Similarly, nonmember employees may not want the union to interfere in disputes with employers, believing they could manage the situation better on their own.[†] Since the union is the exclusive representative, however, nonmember employees must accept the union’s negotiated pay, benefits, working conditions and representation.[‡]
Despite these opposing viewpoints on the free/forced rider problem, the solution is relatively simple: Allow workers who opt out of unions to represent themselves — referred to in this paper as “Worker’s Choice.” Under this policy, public sector employees[§] in unionized workplaces would choose one of two options:
This policy would both solve the free/forced rider problem and expand the freedom of individual workers. Public sector unions would no longer be forced by state law to provide services to nonmembers, but would maintain their exclusive representation privilege — only one union could organize employees in a unit. Individual government employees would no longer be forced to accept the compensation and working conditions negotiated for them by an organization they do not wish to support.
Further, public employees who opt out of union membership will have the freedom to negotiate for the type of wages, benefits and working conditions that best suits their needs. These nonmember employees would maintain all the same rights as employees working in nonunionized worksites. Finally, this policy would be relatively simple to legislate, requiring only small changes to a state’s public sector bargaining law.[¶]
[*]Throughout this paper, employees in a unionized worksite who are members of the union will be referred to as “union member employees.” Employees in a unionized worksite who have exercised their right-to-work rights and opted out of union membership will be referred to as “nonmember employees.” Employees in a nonunionized worksite will be referred to as “nonunion employees.”

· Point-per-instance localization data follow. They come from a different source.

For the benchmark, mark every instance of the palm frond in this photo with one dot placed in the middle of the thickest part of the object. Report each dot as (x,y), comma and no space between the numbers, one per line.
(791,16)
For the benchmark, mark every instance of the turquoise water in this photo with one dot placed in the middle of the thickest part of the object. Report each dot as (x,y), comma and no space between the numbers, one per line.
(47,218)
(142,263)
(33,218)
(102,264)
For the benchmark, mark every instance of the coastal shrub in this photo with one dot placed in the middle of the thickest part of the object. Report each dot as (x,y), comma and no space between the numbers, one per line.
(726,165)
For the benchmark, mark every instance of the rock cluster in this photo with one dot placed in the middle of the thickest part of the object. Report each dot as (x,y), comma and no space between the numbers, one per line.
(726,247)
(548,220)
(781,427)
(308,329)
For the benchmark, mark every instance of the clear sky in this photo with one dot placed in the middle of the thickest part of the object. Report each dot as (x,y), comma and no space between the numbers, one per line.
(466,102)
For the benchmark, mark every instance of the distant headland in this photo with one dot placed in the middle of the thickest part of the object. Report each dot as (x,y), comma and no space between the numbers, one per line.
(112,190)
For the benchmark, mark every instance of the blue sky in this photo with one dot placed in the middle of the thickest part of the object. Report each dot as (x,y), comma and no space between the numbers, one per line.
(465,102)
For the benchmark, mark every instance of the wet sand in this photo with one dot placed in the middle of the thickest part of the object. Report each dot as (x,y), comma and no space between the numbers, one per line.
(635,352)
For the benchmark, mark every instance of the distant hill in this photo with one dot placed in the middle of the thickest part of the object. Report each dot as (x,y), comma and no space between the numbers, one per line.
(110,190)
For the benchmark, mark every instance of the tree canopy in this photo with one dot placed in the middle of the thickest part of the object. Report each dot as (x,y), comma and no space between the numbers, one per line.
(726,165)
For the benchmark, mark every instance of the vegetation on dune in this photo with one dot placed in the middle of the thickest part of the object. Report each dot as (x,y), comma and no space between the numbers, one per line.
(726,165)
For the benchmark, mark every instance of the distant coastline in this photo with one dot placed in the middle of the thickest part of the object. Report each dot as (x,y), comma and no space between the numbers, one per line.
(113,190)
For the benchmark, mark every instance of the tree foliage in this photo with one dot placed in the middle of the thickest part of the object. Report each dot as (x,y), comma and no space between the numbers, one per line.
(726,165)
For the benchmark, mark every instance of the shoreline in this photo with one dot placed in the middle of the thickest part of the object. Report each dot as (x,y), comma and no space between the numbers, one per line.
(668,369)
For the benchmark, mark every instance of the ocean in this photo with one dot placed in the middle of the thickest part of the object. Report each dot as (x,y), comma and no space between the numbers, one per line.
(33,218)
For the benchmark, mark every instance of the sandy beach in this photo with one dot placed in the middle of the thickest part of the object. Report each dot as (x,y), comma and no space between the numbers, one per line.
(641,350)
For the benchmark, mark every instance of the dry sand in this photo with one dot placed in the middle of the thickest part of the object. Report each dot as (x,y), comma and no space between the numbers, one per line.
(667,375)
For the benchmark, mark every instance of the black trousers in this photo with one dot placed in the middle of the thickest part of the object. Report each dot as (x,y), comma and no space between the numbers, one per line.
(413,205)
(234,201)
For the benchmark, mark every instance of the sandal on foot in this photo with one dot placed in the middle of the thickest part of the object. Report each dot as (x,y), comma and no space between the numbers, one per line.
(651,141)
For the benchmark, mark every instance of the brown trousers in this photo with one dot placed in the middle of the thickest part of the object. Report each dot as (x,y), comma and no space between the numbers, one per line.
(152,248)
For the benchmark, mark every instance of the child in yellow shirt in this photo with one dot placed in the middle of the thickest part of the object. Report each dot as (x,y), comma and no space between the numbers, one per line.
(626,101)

[†]For instance, some workers may feel that the union representing them does not take their complaints seriously. An example of this concern comes from Joseph Valenti, president of the Teamsters Local 214 in Michigan. He said most workers’ grievances were “frivolous.” Tom Gantert, “Union Executive Calls Most Member Grievances ‘Frivolous,’” Michigan Capitol Confidential (Mackinac Center for Public Policy, Sept. 3, 2013), http://perma.cc/T4ND-DU74.
[‡]The National Labor Relations Board, the federal agency that administers the National Labor Relations Act, holds that workers have the “right to fair representation.” This applies to both union members and nonmembers and applies to “virtually every action that a union may take in dealing with an employer … including collective bargaining, handling grievances, and operating exclusive hiring halls.” Although these policies only technically apply to private sector unions, many states have modeled their public sector labor laws after the NLRA, and so the NLRB’s interpretation of the law applies for most public sector unions too. “Right to Fair Representation” (National Labor Relations Board), http://perma.cc/K9N7-WCRS.
[§]Although this paper discusses only changes to laws pertaining to state and local public sector employees, Congress could reform the National Labor Relations Act to enable Worker’s Choice for all private sector employees.
[¶]See “Appendix A: Worker’s Choice Model Legislation” for more details.